Sunday, April 13, 2008

Why Obama erred

First off: He was right. Historically, people under economic duress look for bogeymen. Just look at the immigration issue alone: from "No Irish need apply" to modern times, everything from rhetoric to violence against immigrants ratchets up during hard times.

But he blew it by expressing it aloud. Here's why.

Nobody--and I mean nobody--likes hearing sentences that begin with "You only feel that way because..." So when Obama said "They only feel the way they feel about immigration/guns/fundamentalism/gays because times are hard and they're lashing out," it doesn't matter that he's right. It matters that he's alienated an entire bloc of potential voters (and yes, I do believe he could have gotten them to vote for him...until now).

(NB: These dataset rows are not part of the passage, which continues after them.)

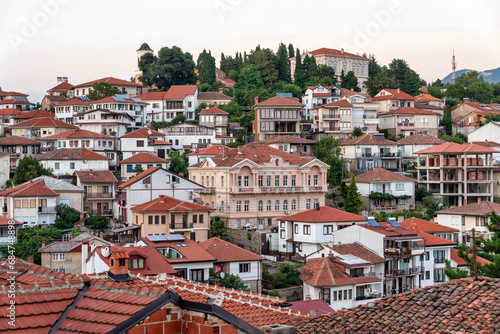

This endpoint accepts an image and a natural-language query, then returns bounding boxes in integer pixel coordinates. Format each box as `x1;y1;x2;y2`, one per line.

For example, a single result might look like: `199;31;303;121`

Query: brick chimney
108;247;131;282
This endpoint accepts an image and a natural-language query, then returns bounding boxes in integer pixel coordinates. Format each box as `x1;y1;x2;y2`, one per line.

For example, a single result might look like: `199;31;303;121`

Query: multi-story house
278;205;366;256
54;96;91;124
164;86;198;122
120;127;172;159
372;88;415;113
0;179;59;226
41;129;118;166
290;48;370;91
120;152;168;180
74;109;134;140
7;117;76;139
301;85;341;120
333;219;425;295
253;96;305;141
198;106;229;136
378;107;443;137
75;169;117;217
299;242;385;310
200;237;265;293
341;133;401;172
344;168;416;212
436;201;500;246
115;166;203;224
0;91;34;110
188;144;328;229
397;133;445;164
415;142;499;206
131;195;213;242
71;77;144;97
37;148;109;175
90;94;148;130
158;123;216;153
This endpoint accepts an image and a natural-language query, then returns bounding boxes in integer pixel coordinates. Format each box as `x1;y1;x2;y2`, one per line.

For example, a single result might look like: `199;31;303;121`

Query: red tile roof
400;217;458;233
341;133;397;146
0;136;40;146
165;86;198;100
291;277;500;334
120;127;165;138
200;237;265;262
252;96;305;108
42;129;115;140
415;142;500;154
397;133;446;145
120;152;167;164
73;77;143;89
37;148;109;160
132;195;214;212
379;107;441;116
9;116;76;128
342;168;416;183
198;107;229;115
278;206;366;223
75;170;117;183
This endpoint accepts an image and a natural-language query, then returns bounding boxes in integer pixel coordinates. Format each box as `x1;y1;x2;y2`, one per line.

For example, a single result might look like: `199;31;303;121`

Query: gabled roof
198;107;229;115
42;129;115;140
37;148;109;160
415;142;500;154
397;133;446;145
0;180;59;197
120;152;167;164
164;86;198;100
0;136;40;146
436;201;500;216
120;127;165;138
200;237;265;262
75;170;117;183
293;277;500;334
131;195;214;212
400;217;458;233
341;133;397;146
252;96;305;108
342;168;416;183
73;77;143;89
278;206;366;223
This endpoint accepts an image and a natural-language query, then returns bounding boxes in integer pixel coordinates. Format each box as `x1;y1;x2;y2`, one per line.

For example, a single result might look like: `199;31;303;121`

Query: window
303;225;311;235
323;225;333;235
240;263;250;273
52;253;66;261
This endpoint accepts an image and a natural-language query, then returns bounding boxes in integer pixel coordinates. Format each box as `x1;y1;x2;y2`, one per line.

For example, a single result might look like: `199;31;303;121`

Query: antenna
451;49;457;83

Let's examine a liberal example. "You only feel the way you feel about global warming/abortion/pulling out of Iraq because you want to fit in with a certain group and because it's assumed in your circles that this is what 'smart people' believe." Is this true? Occasionally. Does it matter? No. Liberals who hear this will be too angry ever to recover.

I hope that Obama's speaking abilities will get him out of this. But I fear they won't. He was suspect to the swing voters in key states to begin with, and now that he's all but clinched the Democratic nomination...well, he's branded himself as an elitist who talks down to rural, working-class voters when they're not around. This is in part his own fault, for saying what he did where he did how he did. This is also partially the fault of my party, whose Achilles heel has always been displaying a horrific patronizing you're-too-stupid-to-know-what's-good-for-you elitism...and then wondering aloud why the voters they talk patronizingly about don't vote for them.

So I'm seeing McCain over Obama seven months hence.

Welcome back to my default state--pessimism.

1 comment:

Joe said...

Darn near every working-class person I know is bitter.

That doesn't make them all neocons. (In fact, almost none of them are.) So I think you're right to point out the problems with "you only feel..."

But what struck me was how much Clinton and McCain were focusing on that word "bitter", as though he'd called them a name. (c.f. the unhelpful phrase "you're just bitter.")

Hit back, Barack. Say "The folks working on my campaign are showing that you can channel your anger, and yes, your bitterness, into change. Mister and Missus Hundred Years War over there are afraid of your energy, and that's why they don't want me to talk about it."

Two lawyers and a guy who's been in Congress for 26 years arguing over who's elitist. It is to laugh.